Cat’s diets changed somewhat as they were provided with food by grateful humans, and breeding programs heightened certain characteristics in the formerly wild animals. The ancient Egyptians even hunted with their cats, a seemingly amazing feat of co-operation with an animal renowned for its stubborn individualism. Most importantly, they loved and respected their cats for being playful and affectionate companions but also highly intelligent skilful predators.

Cats were also important in the interpretation of dreams. Apparently seeing a cat in your dream confirmed that you would have a good harvest.

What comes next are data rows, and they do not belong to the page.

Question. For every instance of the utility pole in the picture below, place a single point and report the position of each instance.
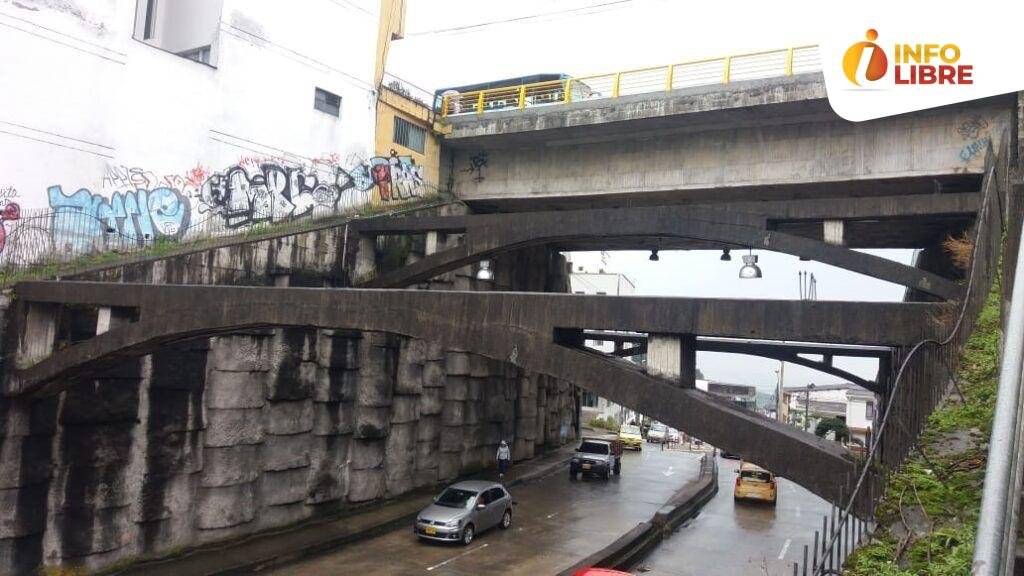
(807, 406)
(780, 374)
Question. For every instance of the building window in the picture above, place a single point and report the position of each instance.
(186, 28)
(327, 103)
(409, 134)
(151, 18)
(201, 54)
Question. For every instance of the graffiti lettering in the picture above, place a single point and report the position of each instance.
(137, 206)
(82, 218)
(249, 194)
(972, 150)
(972, 127)
(477, 163)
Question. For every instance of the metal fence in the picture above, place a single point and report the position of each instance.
(920, 380)
(769, 64)
(998, 520)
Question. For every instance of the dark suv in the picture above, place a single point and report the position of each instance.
(601, 457)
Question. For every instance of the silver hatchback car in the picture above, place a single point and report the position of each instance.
(465, 509)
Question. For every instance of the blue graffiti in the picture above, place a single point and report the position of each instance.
(972, 150)
(83, 218)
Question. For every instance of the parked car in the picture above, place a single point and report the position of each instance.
(657, 433)
(601, 457)
(629, 435)
(755, 483)
(463, 510)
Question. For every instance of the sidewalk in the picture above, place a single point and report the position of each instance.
(264, 550)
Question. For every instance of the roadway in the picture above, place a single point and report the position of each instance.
(740, 538)
(556, 523)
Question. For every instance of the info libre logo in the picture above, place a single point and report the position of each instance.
(912, 64)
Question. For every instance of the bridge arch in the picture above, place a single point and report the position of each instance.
(647, 228)
(169, 314)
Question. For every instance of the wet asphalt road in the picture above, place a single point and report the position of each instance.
(556, 523)
(738, 538)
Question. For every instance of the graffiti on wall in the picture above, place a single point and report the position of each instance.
(253, 191)
(976, 132)
(137, 206)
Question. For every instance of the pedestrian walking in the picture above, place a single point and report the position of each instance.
(504, 459)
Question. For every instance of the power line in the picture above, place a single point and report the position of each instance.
(518, 18)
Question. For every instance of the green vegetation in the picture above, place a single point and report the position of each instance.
(167, 246)
(929, 513)
(835, 425)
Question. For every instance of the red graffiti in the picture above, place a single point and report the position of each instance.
(10, 212)
(197, 176)
(382, 177)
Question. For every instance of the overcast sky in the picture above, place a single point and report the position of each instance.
(455, 42)
(445, 45)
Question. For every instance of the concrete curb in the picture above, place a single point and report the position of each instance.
(635, 544)
(254, 565)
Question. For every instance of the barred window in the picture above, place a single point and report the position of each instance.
(409, 134)
(327, 103)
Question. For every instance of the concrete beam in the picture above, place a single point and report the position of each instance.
(174, 313)
(513, 327)
(721, 228)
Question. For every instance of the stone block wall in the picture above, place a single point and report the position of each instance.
(225, 437)
(220, 438)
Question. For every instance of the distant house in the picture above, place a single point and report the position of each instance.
(847, 402)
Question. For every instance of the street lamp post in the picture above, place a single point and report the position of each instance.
(807, 406)
(779, 375)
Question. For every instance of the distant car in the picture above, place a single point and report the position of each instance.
(755, 483)
(463, 510)
(657, 433)
(629, 435)
(601, 457)
(674, 436)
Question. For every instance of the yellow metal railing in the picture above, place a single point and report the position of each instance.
(768, 64)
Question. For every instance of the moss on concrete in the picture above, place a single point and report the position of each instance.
(929, 513)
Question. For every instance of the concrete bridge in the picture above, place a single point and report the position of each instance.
(757, 139)
(163, 401)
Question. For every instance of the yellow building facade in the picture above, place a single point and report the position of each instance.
(406, 119)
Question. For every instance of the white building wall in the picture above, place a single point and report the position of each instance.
(589, 278)
(85, 106)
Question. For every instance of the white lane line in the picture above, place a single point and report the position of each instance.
(781, 553)
(457, 557)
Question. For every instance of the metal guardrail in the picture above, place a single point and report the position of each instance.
(768, 64)
(997, 523)
(843, 531)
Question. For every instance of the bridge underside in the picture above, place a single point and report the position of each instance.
(782, 228)
(514, 327)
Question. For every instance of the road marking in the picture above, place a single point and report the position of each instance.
(453, 559)
(781, 553)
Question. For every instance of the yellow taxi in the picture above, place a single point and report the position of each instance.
(755, 483)
(629, 436)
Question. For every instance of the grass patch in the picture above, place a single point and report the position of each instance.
(946, 485)
(167, 246)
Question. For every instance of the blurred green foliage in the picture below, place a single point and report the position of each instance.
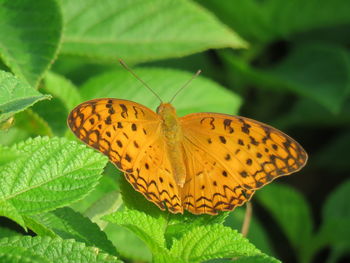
(286, 63)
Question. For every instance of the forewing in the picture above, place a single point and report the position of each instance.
(129, 134)
(234, 153)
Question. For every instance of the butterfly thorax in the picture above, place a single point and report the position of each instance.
(172, 131)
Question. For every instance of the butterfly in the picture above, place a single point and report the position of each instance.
(202, 162)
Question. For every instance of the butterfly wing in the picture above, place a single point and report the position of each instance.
(228, 157)
(129, 134)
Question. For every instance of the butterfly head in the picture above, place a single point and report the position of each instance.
(168, 113)
(166, 110)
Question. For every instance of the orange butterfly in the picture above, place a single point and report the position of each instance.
(202, 162)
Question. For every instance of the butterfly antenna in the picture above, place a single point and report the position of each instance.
(186, 84)
(144, 83)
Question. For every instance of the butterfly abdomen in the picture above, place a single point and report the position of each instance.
(172, 132)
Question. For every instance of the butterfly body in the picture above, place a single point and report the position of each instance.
(201, 162)
(172, 131)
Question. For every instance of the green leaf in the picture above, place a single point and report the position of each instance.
(63, 89)
(51, 173)
(257, 259)
(291, 212)
(128, 244)
(30, 36)
(8, 210)
(323, 77)
(10, 254)
(265, 21)
(16, 95)
(202, 94)
(150, 229)
(107, 188)
(256, 234)
(7, 232)
(179, 224)
(335, 228)
(69, 224)
(209, 242)
(141, 30)
(333, 157)
(46, 249)
(32, 123)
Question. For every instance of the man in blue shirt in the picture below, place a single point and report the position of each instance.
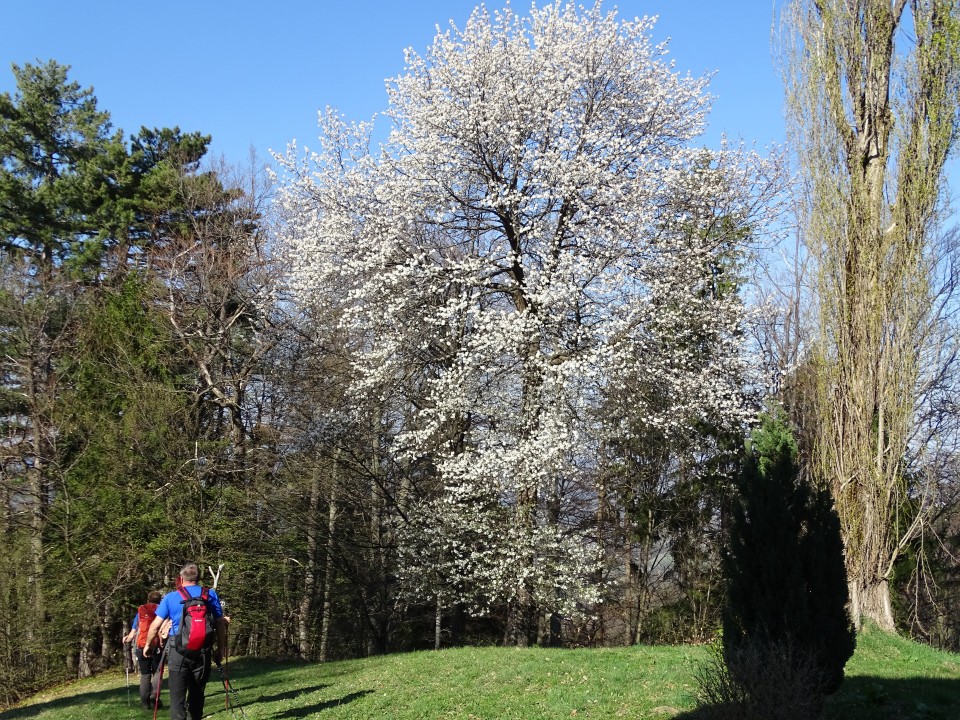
(188, 671)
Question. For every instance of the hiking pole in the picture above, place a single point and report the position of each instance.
(163, 661)
(126, 666)
(229, 691)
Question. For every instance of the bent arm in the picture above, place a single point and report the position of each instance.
(221, 626)
(152, 633)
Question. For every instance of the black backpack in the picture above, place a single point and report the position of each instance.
(197, 627)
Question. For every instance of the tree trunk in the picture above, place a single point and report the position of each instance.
(328, 573)
(871, 599)
(310, 576)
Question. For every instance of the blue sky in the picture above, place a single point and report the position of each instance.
(254, 74)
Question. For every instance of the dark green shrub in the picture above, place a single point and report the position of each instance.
(786, 582)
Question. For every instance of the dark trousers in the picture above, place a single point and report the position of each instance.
(149, 678)
(187, 679)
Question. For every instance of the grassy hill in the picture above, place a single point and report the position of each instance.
(888, 677)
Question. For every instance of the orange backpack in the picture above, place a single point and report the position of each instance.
(145, 615)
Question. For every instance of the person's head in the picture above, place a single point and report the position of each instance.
(190, 573)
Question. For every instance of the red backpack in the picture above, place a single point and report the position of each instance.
(145, 615)
(196, 623)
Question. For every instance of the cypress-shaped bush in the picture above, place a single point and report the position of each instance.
(786, 601)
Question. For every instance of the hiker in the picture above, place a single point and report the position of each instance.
(149, 663)
(189, 645)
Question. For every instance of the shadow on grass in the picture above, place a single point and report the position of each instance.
(288, 695)
(319, 707)
(80, 702)
(876, 698)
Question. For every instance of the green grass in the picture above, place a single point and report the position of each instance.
(888, 677)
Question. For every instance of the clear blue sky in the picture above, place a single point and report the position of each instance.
(254, 74)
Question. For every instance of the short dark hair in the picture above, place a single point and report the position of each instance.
(190, 572)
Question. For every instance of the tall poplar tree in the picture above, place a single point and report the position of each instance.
(873, 91)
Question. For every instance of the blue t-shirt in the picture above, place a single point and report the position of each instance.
(172, 605)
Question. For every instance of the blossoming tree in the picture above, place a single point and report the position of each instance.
(537, 229)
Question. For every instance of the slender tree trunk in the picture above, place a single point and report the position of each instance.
(328, 571)
(310, 575)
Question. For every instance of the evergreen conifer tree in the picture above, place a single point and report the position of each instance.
(787, 591)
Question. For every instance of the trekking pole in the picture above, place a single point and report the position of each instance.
(236, 710)
(163, 661)
(126, 666)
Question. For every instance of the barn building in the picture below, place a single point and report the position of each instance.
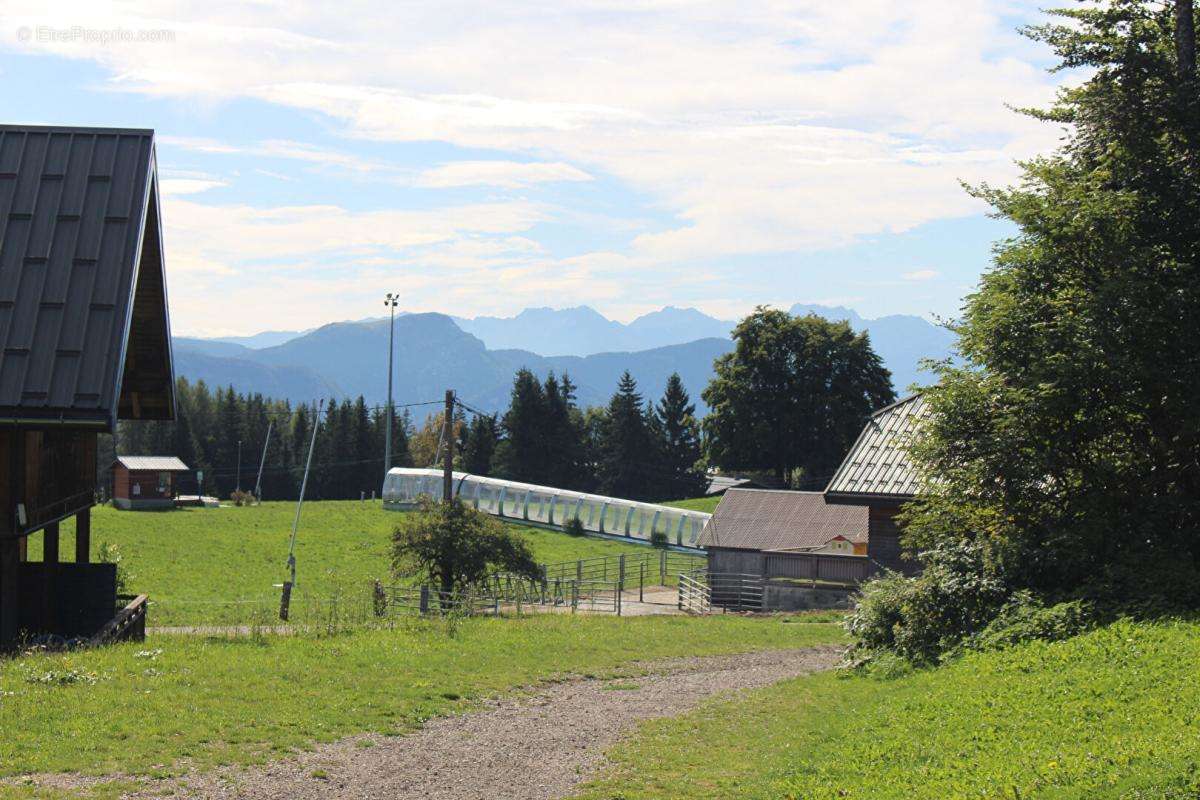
(84, 341)
(879, 475)
(143, 482)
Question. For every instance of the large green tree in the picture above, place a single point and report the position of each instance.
(1067, 441)
(792, 396)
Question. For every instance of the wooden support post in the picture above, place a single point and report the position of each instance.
(10, 617)
(448, 434)
(49, 576)
(83, 536)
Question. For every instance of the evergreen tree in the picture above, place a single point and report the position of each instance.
(522, 456)
(683, 475)
(483, 437)
(627, 445)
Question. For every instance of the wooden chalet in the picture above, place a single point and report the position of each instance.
(879, 475)
(84, 341)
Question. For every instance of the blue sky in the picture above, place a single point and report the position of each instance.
(483, 157)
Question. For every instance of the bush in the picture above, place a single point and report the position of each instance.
(921, 619)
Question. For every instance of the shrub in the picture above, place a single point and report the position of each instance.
(111, 553)
(921, 619)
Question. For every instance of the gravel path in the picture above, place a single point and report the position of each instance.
(533, 747)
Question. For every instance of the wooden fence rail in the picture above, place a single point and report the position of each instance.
(819, 567)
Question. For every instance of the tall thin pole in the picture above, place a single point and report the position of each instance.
(295, 523)
(391, 301)
(448, 435)
(262, 462)
(1186, 40)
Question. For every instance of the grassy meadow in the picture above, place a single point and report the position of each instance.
(1113, 714)
(144, 709)
(219, 565)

The Egyptians did not distinguish between a wild cat and a domesticated cat; all cats were known as "miu" (or "miut") often translated as "he or she who mews". The origin of this name is not clear but it seems likely that it is an onomatopoetic reference to the sound a cat makes (mew). Little girls were often named "Miut" (literally meaning "female cat") displaying the Egyptians fondness for both cats and children.

When a cat died, their human family would go into a deep mourning and shave their eyebrows. The cat would then be mummified and buried along with provisions such as milk, mice and rats. Cats were often taken to Bubastis to be buried, but tombs have also been discovered in Giza, Abydos, Denderah and Beni Hasan. For example, a tomb in Beni Hassan was discovered in 1888 which contained an estimated 80,000 feline burials.

The deceased cat was wrapped in fine linen and taken to be embalmed. Diodorus recorded that the deceased cat was "treated with cedar oil and such spices as have the quality of imparting a pleasant odour and of preserving the body for a long time."

Often, throughout our many incarnations, we have a preference for certain animals. If you have a love of cats – maybe you were an Egyptian in a previous life!!